Construction of pBM65Ahis has been described previously , . To generate the pΔ69-BM65Ahis construct, an overlap PCR was employed to delete the first 69 nt of BCoV 5′ UTR . For this, oligonucleotides pGEMNDEI(−) and NL(+) were used with pBM65A DNA in the first PCR, and oligonucleotides NL(−) and RYN(+) were used with pBM65A DNA in the second PCR. Oligonucleotides pGEMNDEI(−) and RYN(+) were used with the products of the first two reactions in a third PCR to amplify a 1235-nt product that was cloned into the TOPO XL vector (Invitrogen). From this, a 933-nt fragment obtained by digestion with NgoMIV and XbaI was cloned into NgoMIV- and XbaI-linearized psBM65A to produce construct pΔ69-BM65Ahis. To generate pBM65AhisΔ5, oligonucleotides TGEV 7(−) and Δ5(+) were used with pBM65Ahis DNA in the first PCR, and oligonucleotides Δ5(−) and DI reverse(+) were used with pBM65Ahis DNA in the second PCR; oligonucleotides TGEV 7(−) and DI reverse(+) were used in a third PCR with the products of the first two reactions to amplify a 1248-nt product that was cloned into the TOPO XL vector (Invitrogen). Next, an 801-nt fragment obtained by digestion with SpeI and MluI was cloned into SpeI- and MluI-linearized pBM65Ahis to produce the pBM65AhisΔ5 mutant. To construct pΔ69-BM65AhisΔ5, an 801-nt fragment obtained by digestion of pBM65AhisΔ5 with SpeI and MluI was cloned into SpeI- and MluI-linearized pΔ69-BM65Ahis to produce the pΔ69-BM65AhisΔ5 mutant. Construct pDIEGFP, formally called pDIRNA-3, with the template-switching signal (intergenic sequence; IS) and EGFP gene was previously described . To generate construct pΔ69EGFP, pD69-BM65Ahis was digested with XbaI- and NgomIV, and the digested fragment carrying a 69-nt deletion of the BCoV 5′ UTR was cloned into XbaI- and NgomIV -linearized pDIEGFP.

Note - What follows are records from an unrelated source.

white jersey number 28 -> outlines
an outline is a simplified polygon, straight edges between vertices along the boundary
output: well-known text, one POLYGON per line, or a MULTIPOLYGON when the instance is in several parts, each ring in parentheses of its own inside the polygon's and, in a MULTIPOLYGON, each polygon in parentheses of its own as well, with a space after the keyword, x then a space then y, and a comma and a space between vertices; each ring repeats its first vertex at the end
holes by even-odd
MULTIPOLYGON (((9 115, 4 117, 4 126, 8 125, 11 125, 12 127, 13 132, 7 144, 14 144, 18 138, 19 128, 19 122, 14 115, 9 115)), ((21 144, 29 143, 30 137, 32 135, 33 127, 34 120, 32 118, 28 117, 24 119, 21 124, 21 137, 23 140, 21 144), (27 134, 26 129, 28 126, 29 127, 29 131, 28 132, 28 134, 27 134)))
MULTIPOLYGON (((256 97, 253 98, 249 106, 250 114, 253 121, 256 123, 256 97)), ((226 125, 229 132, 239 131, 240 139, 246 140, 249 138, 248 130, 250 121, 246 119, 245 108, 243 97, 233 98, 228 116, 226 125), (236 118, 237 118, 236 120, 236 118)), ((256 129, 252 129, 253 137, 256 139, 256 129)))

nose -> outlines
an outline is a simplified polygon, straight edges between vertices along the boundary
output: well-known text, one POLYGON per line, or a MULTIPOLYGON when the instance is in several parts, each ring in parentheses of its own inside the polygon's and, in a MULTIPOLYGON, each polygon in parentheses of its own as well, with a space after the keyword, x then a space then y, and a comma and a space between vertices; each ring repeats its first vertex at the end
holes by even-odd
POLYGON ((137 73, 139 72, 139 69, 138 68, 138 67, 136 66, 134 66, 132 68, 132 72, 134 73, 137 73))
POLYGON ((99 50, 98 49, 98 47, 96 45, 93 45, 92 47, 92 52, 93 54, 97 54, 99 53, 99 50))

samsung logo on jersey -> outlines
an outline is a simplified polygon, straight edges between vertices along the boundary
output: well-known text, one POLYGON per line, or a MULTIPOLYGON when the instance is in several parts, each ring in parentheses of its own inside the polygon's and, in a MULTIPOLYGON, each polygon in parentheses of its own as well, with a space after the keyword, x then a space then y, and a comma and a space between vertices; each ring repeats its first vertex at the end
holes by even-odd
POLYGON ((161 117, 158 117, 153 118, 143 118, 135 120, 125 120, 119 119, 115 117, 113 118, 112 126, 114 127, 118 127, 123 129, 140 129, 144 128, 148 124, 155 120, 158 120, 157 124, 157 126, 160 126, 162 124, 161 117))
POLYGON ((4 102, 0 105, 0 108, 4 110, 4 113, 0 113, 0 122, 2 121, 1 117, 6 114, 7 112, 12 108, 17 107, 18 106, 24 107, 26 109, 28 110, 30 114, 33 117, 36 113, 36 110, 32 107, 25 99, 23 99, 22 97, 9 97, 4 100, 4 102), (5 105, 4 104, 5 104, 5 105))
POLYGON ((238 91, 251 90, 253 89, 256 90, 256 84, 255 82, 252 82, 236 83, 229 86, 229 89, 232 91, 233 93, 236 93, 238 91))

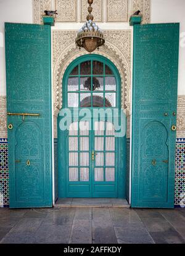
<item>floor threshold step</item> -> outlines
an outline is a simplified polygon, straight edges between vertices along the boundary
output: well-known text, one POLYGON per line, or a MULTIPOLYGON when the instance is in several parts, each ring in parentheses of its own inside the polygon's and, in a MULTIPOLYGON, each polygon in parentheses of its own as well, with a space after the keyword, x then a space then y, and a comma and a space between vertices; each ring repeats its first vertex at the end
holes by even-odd
POLYGON ((130 208, 126 199, 110 198, 60 198, 55 207, 130 208))

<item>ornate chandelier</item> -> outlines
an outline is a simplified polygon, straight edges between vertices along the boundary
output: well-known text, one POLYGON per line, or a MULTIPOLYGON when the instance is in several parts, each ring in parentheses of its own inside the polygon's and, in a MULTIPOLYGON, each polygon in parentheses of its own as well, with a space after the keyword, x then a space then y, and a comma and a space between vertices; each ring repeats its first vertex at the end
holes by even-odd
POLYGON ((84 48, 88 52, 92 52, 96 48, 99 49, 99 46, 104 45, 103 31, 93 22, 94 17, 91 14, 92 8, 91 4, 93 0, 88 0, 89 6, 88 7, 89 14, 87 16, 87 21, 78 31, 76 38, 76 44, 80 49, 84 48))

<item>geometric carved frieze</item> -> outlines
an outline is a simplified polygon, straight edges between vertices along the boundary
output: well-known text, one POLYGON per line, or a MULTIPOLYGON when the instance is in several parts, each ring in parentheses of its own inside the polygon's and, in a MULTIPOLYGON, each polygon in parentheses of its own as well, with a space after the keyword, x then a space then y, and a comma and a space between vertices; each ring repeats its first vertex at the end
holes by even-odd
POLYGON ((6 96, 0 96, 0 138, 7 138, 6 96))
POLYGON ((75 22, 76 20, 76 0, 55 0, 55 9, 58 15, 55 19, 57 22, 75 22))
POLYGON ((178 96, 176 137, 185 138, 185 96, 178 96))
POLYGON ((150 0, 132 0, 132 12, 134 13, 139 10, 142 15, 143 24, 150 23, 150 0))
MULTIPOLYGON (((130 30, 105 30, 105 47, 93 53, 110 59, 117 67, 121 81, 121 108, 130 111, 131 44, 130 30)), ((52 31, 52 66, 54 109, 58 112, 62 107, 62 78, 68 65, 76 57, 88 54, 80 51, 75 43, 76 30, 52 31)))
MULTIPOLYGON (((88 8, 89 4, 87 0, 80 0, 81 9, 81 22, 83 22, 86 20, 86 17, 88 14, 88 8)), ((92 15, 95 22, 102 21, 102 0, 94 0, 92 5, 92 15)))
MULTIPOLYGON (((43 23, 44 10, 57 10, 56 22, 75 22, 77 16, 83 22, 88 14, 87 0, 33 0, 33 6, 34 23, 37 24, 43 23)), ((150 23, 150 0, 94 0, 92 7, 95 22, 128 22, 130 15, 140 10, 142 23, 150 23)))
POLYGON ((107 22, 128 22, 128 1, 107 0, 107 22))

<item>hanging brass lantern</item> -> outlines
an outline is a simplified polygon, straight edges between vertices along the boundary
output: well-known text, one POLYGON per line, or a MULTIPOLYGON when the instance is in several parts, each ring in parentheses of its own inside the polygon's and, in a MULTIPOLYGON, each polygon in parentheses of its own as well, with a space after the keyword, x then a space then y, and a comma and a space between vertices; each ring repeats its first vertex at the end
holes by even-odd
POLYGON ((89 6, 88 7, 89 14, 87 16, 87 21, 79 30, 77 38, 76 38, 76 44, 80 49, 84 48, 88 52, 92 52, 96 48, 105 44, 103 31, 93 22, 94 17, 91 14, 92 8, 91 4, 93 0, 88 1, 89 6))

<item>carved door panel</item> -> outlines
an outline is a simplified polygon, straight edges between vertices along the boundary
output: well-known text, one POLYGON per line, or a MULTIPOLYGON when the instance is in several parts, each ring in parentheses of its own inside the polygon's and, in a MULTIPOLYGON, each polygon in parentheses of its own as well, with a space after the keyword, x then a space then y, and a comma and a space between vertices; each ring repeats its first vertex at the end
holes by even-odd
POLYGON ((134 27, 131 206, 174 206, 179 23, 134 27))
POLYGON ((5 30, 10 207, 51 207, 50 27, 5 30))
POLYGON ((166 202, 168 173, 168 131, 162 120, 142 120, 139 199, 166 202))

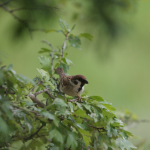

Western Blot Analysis for in vivo DI RNA Translation
The DNA constructs were linearized with MluI, transcribed in vitro with the mMessage mMachine T7 transcription kit (Ambion) according to the manufacturer’s instructions, and passed through a Biospin 6 column (Bio-Rad), followed by transfection . For transfection, HRT-18 cells in 35-mm dishes at ∼80% confluency (∼8×105 cells/dish) were infected with BCoV at a multiplicity of infection of 5 PFU per cell and transfected 2 h later with 3 µg of transcript RNA using Lipofectin (Invitrogen) . After transfection, proteins from HRT-18 cell lysates were harvested, electrophoresed through 12% SDS-PAGE gels, and electrotransferred to nitrocellulose membranes (Amersham Biosciences). DI RNA fusion proteins were detected using an antibody specific to the histidine tag or β-actin (Serotec) as the primary antibody and goat anti-mouse IgG conjugated to HRPO as the secondary antibody (Jackson Laboratory). The proteins detected were visualized using Western Lightning™ Chemiluminescence Reagent (Perkin Elmer NEL105) and X-ray film (Kodak) .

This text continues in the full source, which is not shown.